There is one site that appears as corrupted because when i try to access to it i have a set of
2022-03-17 16:23:39,849 ERROR [ZODB.Connection:808][waitress-0] Couldn't load state for BTrees.OOBTree.OOBTree 0x1450
Traceback (most recent call last):
File "/Users/cekk/.buildout/eggs/ZODB-5.6.0-py3.8.egg/ZODB/Connection.py", line 791, in setstate
p, serial = self._storage.load(oid)
File "/Users/cekk/.buildout/eggs/ZODB-5.6.0-py3.8.egg/ZODB/mvccadapter.py", line 153, in load
r = self._storage.loadBefore(oid, self._start)
File "/Users/cekk/.buildout/eggs/ZODB-5.6.0-py3.8.egg/ZODB/FileStorage/FileStorage.py", line 567, in loadBefore
h = self._read_data_header(pos, oid, _file)
File "/Users/cekk/.buildout/eggs/ZODB-5.6.0-py3.8.egg/ZODB/FileStorage/format.py", line 152, in _read_data_header
raise CorruptedDataError(oid, s, pos)
ZODB.FileStorage.format.CorruptedDataError: Error reading oid 0x1450. Found b'\x00\x00\x0cYqNh\x00\x86qOQ\x86qP.\x00\x00\x00\x00\x00\x00\x14P\x03\xe6\xef[\xa9\x8b\x97w\x00\x00\x00\x00\x00!\xad\xdb\x00\x00' at 147965412
I can navigate the exported site and it looks good, but after the first transaction, when i restart it, i cannot start it anymore because of a "ZODB.FileStorage.FileStorage.CorruptedTransactionError".

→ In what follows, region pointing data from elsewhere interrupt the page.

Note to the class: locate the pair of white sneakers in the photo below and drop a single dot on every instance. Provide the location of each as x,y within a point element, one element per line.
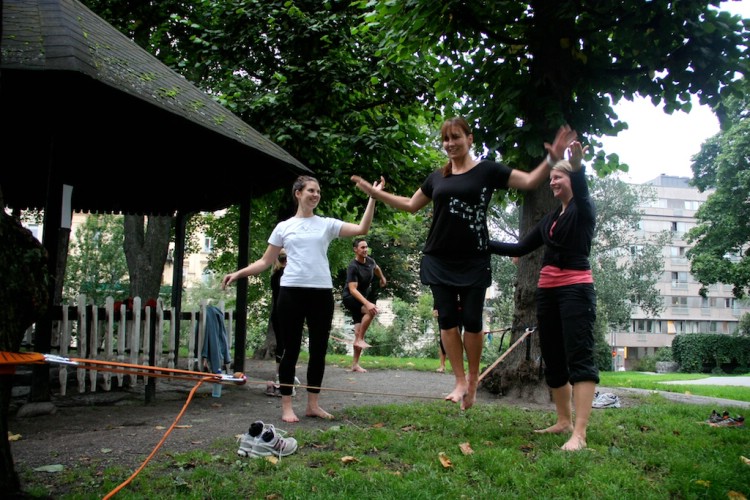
<point>264,440</point>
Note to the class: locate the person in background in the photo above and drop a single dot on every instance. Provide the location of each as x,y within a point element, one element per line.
<point>306,291</point>
<point>273,389</point>
<point>565,297</point>
<point>456,260</point>
<point>358,296</point>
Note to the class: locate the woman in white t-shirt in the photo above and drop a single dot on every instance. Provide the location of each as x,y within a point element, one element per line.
<point>306,293</point>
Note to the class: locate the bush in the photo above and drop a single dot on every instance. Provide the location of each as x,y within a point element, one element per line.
<point>704,353</point>
<point>646,364</point>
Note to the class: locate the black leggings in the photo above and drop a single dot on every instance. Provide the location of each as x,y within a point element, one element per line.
<point>297,305</point>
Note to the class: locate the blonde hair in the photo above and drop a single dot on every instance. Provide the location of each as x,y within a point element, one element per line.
<point>460,123</point>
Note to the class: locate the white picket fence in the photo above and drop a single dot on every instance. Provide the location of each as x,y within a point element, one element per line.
<point>123,335</point>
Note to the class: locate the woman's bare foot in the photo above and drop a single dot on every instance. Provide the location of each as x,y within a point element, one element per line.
<point>458,392</point>
<point>318,413</point>
<point>470,397</point>
<point>575,443</point>
<point>556,429</point>
<point>289,417</point>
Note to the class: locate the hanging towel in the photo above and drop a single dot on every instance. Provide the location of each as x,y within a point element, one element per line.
<point>215,343</point>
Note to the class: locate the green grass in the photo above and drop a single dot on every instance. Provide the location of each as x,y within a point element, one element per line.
<point>650,448</point>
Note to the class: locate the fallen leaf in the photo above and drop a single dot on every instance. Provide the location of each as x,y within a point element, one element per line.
<point>466,448</point>
<point>50,468</point>
<point>445,460</point>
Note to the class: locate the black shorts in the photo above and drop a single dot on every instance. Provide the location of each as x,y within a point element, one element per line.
<point>354,307</point>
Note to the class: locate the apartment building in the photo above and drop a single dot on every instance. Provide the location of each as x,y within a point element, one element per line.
<point>685,311</point>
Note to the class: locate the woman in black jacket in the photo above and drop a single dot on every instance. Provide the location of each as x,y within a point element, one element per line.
<point>565,297</point>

Digging this database with previous tools, i don't find anything with fsrefs.py and fstest.py, but zodbverify found some errors like the other database.

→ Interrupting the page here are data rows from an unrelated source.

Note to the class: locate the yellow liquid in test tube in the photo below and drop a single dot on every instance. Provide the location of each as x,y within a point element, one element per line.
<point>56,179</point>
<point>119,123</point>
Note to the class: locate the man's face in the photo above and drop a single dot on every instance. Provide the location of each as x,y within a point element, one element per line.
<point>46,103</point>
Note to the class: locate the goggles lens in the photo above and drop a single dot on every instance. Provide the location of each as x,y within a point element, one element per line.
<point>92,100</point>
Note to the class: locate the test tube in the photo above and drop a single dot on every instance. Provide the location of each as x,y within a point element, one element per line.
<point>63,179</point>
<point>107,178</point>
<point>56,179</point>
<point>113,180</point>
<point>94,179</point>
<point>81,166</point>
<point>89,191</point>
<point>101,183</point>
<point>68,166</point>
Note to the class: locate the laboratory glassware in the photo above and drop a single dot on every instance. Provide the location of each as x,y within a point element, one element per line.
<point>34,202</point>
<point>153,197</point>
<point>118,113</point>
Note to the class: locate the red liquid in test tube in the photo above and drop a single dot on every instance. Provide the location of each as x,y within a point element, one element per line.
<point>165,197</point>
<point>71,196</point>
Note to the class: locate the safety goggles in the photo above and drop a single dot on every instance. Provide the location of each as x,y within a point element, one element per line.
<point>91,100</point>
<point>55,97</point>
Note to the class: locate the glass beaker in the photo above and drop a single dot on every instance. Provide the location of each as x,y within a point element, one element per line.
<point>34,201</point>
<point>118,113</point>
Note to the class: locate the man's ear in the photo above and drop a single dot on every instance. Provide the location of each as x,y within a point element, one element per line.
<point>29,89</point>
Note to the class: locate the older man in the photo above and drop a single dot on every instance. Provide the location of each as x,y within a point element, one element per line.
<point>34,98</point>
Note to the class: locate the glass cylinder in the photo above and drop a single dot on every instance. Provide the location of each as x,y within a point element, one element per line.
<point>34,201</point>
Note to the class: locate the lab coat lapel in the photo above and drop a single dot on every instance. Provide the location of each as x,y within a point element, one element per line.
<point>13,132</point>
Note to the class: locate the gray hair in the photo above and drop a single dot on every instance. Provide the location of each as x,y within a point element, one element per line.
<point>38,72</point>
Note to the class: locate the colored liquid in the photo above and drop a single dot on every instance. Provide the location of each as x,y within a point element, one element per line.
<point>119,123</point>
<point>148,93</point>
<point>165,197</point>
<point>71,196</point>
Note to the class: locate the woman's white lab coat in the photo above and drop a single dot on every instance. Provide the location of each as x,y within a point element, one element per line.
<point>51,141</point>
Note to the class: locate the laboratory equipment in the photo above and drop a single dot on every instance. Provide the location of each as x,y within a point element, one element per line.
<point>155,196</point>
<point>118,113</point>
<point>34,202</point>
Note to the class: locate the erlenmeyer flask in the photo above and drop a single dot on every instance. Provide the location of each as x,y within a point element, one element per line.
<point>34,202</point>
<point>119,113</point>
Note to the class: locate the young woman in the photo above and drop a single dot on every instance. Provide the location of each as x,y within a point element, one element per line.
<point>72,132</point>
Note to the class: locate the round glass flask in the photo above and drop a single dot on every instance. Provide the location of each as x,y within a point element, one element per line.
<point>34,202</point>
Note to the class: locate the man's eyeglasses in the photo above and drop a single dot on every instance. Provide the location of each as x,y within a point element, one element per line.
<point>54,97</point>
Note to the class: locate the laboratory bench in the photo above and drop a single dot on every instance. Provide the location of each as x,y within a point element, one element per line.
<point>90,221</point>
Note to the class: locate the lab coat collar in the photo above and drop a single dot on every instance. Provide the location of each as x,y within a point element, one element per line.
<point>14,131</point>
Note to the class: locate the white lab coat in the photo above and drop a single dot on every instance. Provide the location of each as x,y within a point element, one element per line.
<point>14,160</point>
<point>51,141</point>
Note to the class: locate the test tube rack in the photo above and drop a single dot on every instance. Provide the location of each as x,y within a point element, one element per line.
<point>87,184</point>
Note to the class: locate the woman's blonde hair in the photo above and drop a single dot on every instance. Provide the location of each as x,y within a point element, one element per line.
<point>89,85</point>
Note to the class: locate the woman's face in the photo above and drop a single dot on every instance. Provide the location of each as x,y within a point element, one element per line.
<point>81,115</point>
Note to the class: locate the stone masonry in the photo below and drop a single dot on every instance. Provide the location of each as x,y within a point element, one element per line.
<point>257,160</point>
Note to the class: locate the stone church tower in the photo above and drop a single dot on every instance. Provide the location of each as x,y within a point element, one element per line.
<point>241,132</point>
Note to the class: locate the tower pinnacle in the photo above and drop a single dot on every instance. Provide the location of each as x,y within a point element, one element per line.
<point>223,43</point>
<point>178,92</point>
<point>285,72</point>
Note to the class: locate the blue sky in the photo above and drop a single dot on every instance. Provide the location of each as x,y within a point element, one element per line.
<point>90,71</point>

I mentioned that are Volto sites because i don't know if there is some issue related to restapi interaction (but i doubt that).
The common thing with these databases is that we made some undo (i can't easily revert these undos in all three databases because they're very old transactions).
I tried entering into debug mode to try to get more infos about some of these oids, but i didn't get anything.
For some of these POSKeys i can get the objects and i've found that they're values from relation fields (a list of relations) that have some RelationValue items broken.
I tried to delete these objects/relations in different ways like resetting the field or rebuild relation catalog with collective.relationhelpers but nothing worked.
Does someone had similar problems and knows a way to fix them?
Could it really be an undo problem that does not works well with contents with relation fields?